For the larger, middle-market commercial agribusiness entities, Ironshore increased its excess liability limits for its lead umbrella policy from $25 million to $50 million because of the demand it saw from the agriculture space, says Jordan Gantz, chief underwriting officer for Ironshore’s Specialty Casualty Operations in New York.
Ironshore’s AgriProtection lead umbrella coverage, which was launched in 2011, provides excess liability and umbrella protection for large, middle market commercial agribusiness entities. The lead umbrella policy offers coverage enhancements for those risks that are not typically included in the standard umbrella market, such as coverage for herbicide, pesticide and fertilizer application, misdelivery of liquid products, and failure to supply. The carrier also put in an exception for anhydrous ammonia, liquid petroleum gas, and propane in it its pollution exclusion and the fungus exclusion doesn’t apply to products intended for bodily consumption. Mad Cow Disease and genetically modified organism coverage are considered on an individual account basis.

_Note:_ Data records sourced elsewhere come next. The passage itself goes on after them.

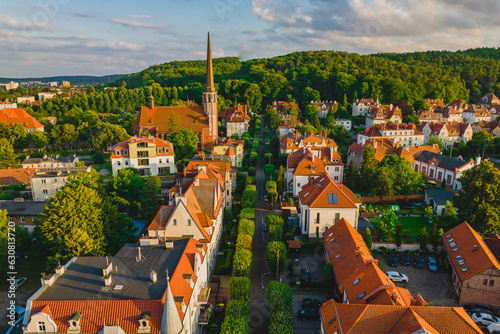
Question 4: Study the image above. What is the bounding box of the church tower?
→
[203,32,218,143]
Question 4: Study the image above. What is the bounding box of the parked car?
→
[302,298,323,309]
[14,277,28,290]
[386,271,408,283]
[389,253,398,267]
[297,308,319,320]
[401,251,410,266]
[301,269,311,282]
[427,256,437,271]
[470,313,500,326]
[413,254,424,269]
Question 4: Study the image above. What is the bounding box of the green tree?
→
[0,138,19,169]
[454,161,500,234]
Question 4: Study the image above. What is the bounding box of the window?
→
[38,322,46,332]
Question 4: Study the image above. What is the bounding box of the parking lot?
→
[375,254,459,306]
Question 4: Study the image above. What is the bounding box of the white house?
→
[111,136,175,175]
[299,173,361,238]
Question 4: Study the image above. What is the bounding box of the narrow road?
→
[249,118,270,334]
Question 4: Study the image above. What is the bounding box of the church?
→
[134,32,218,150]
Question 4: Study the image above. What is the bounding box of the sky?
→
[0,0,500,78]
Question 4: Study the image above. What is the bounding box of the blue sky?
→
[0,0,500,78]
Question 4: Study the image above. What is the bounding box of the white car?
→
[470,313,500,326]
[386,271,408,283]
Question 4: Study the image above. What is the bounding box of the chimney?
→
[149,269,158,283]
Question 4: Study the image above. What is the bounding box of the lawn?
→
[371,217,432,242]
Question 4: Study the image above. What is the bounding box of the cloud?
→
[109,19,166,30]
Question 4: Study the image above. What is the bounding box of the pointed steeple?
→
[205,31,215,93]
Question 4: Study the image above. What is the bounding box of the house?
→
[0,167,36,186]
[357,123,425,146]
[133,33,218,150]
[0,198,47,233]
[111,136,175,176]
[419,122,474,147]
[309,101,339,118]
[286,147,344,196]
[320,299,483,334]
[299,173,361,239]
[146,165,226,272]
[219,103,251,138]
[462,105,491,124]
[31,166,91,202]
[212,138,245,167]
[425,190,453,216]
[347,137,441,169]
[480,93,500,108]
[23,238,210,334]
[365,104,403,126]
[322,219,425,307]
[441,222,500,307]
[352,99,377,116]
[0,108,44,133]
[20,155,80,171]
[413,150,480,190]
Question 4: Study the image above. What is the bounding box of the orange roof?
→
[441,222,500,281]
[320,299,482,334]
[0,108,43,130]
[0,168,36,185]
[299,173,361,208]
[134,106,208,133]
[31,300,163,333]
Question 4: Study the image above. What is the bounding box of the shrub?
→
[238,219,255,237]
[233,249,252,276]
[229,277,252,303]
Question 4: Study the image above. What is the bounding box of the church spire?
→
[205,31,215,93]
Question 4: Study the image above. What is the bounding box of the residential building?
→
[425,190,453,216]
[419,122,473,147]
[286,147,344,196]
[365,104,403,126]
[0,167,36,186]
[347,137,441,169]
[23,238,210,334]
[480,93,500,108]
[299,173,361,239]
[280,131,338,157]
[413,150,479,190]
[441,222,500,307]
[0,108,44,133]
[322,219,425,307]
[0,198,47,233]
[462,105,491,124]
[212,138,245,167]
[111,136,175,176]
[352,99,377,116]
[146,165,226,273]
[0,101,17,110]
[320,299,483,334]
[19,155,80,171]
[219,103,251,138]
[357,124,425,146]
[31,166,90,202]
[133,33,219,150]
[309,101,339,118]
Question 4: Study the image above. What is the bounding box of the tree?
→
[40,184,106,265]
[454,161,500,234]
[266,241,287,274]
[363,227,373,249]
[0,138,19,169]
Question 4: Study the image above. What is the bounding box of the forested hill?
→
[115,48,500,111]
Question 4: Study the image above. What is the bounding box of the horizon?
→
[0,0,500,79]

Gantz says Ironshore launched the lead umbrella product because of the need it saw in the marketplace for agriculture risks to have more protection against catastrophic loss.
“In this day and age, it is pretty clear that if you are putting out food to the general public you don’t have to be that big to assume a big exposure,” he says. “The agriculture industry wants more capacity and they want it with the same company.”
Gantz says the positive response and growth Ironshore has seen so far to the increased capacity is what led it to increase limits to $50 million, but it is going to be selective with this business and look at each risk on a case-by-case basis.
“The concern for a lot of these [agribusiness] companies is not just from Fortune 1000 multinationals — the larger middle- market companies distribute on a national or even an international basis and they will seek to buy more limits over time, not less,” says Gantz.
Gantz says Ironshore will be reviewing its coverage this year and possibly launching other enhancements for its agribusiness accounts, including a form of product recall expense coverage.